What is happening to my heart?
I started getting from what I understand are panic attacks a couple of years ago but currently do not have them at all.( I'm not sure if they are linked but currently have no anxiety) The brief sensations are not painful and are not accompanied by anything else like dizziness, trouble breathing but they do happen about 2 - 3 times a day. It almost feel like my heart is resetting or missing a pump but I do not have any hard beats afterwards. I had a EKG done a couple months and the doctor said my heart was fine but of course I didn't have the sensation while they were applying the test. I want to know what this might be . It might be a palpation but my heart never races. Any ideas of what this is and how I could stop it from happening Alex
I am sorry to hear about your symptoms, and I can certainly understand why they may be concerning. I strongly encourage you to raise these concerns at a primary care appointment, as you will require a thorough, in-person evaluation to determine the specific cause of your symptoms. It is possible your symptoms are caused by premature atrial or ventricular beats. These are essentially early heart beats that occur outside your heart's normal conduction system. Patients often experience a sensation of a skipped beat or an extra hard beat. They are typically benign, although they can cause problems for your heart's muscle if they occur extremely frequently. Anxiety, poor sleep, dehydration, caffeine, and alcohol can make these worse. Patients typically do not require treatment, although some require medication to help control these.
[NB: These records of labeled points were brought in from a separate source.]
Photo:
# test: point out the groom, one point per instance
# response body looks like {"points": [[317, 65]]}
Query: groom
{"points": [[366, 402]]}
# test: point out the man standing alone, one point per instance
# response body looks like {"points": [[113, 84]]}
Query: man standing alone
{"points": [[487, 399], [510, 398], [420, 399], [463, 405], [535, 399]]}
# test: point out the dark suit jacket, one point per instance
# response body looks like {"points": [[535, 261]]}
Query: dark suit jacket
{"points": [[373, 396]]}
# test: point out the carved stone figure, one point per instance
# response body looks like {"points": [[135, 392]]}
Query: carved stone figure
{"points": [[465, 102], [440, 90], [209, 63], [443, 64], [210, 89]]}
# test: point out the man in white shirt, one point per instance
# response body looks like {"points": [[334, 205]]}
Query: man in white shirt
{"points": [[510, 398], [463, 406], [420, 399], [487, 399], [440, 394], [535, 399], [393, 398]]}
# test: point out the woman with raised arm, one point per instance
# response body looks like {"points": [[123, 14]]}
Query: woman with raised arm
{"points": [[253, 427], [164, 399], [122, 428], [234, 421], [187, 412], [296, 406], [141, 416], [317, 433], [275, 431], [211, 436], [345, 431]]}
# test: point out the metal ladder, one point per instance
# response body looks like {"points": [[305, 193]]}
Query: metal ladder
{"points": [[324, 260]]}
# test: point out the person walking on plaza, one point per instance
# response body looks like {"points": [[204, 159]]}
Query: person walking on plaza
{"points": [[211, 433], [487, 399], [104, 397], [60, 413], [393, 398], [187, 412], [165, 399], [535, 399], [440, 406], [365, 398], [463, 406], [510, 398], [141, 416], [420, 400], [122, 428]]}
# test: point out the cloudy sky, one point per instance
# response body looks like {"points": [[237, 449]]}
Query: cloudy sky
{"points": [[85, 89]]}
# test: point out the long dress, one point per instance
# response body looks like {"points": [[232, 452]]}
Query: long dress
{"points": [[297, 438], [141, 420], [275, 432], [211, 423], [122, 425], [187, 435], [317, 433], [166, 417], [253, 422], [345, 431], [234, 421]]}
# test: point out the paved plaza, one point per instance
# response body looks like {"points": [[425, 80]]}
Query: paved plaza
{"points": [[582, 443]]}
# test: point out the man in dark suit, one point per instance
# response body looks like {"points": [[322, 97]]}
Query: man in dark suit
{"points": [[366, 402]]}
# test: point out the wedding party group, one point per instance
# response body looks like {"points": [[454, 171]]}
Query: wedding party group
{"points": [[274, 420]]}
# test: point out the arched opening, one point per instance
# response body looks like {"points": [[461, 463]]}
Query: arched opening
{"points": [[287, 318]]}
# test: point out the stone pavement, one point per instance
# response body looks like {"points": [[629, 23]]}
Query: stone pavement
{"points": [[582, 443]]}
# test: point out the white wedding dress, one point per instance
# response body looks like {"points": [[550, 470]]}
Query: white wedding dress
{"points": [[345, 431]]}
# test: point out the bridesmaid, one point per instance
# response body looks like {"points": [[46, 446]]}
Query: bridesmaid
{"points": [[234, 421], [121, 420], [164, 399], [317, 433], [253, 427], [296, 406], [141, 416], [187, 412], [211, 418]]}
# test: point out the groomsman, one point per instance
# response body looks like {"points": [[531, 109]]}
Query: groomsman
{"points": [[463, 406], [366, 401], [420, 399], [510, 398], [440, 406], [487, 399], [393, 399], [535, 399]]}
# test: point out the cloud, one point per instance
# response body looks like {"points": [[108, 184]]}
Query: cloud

It is also possible you are experiencing an arrhythmia, or abnormal heart rhythm. Some common examples include atrial fibrillation, atrial flutter, and atrial tachycardia. These can pose additional risks, and you may require medications or an interventional procedure to control them. I strongly encourage you to arrange a primary care appointment to discuss these possibilities. A typical evaluation includes a thorough history, physical exam, and EKG. You may require a 24-hour EKG to help capture these events, as well.
This answer is for general informational purposes only and is not a substitute for professional medical advice.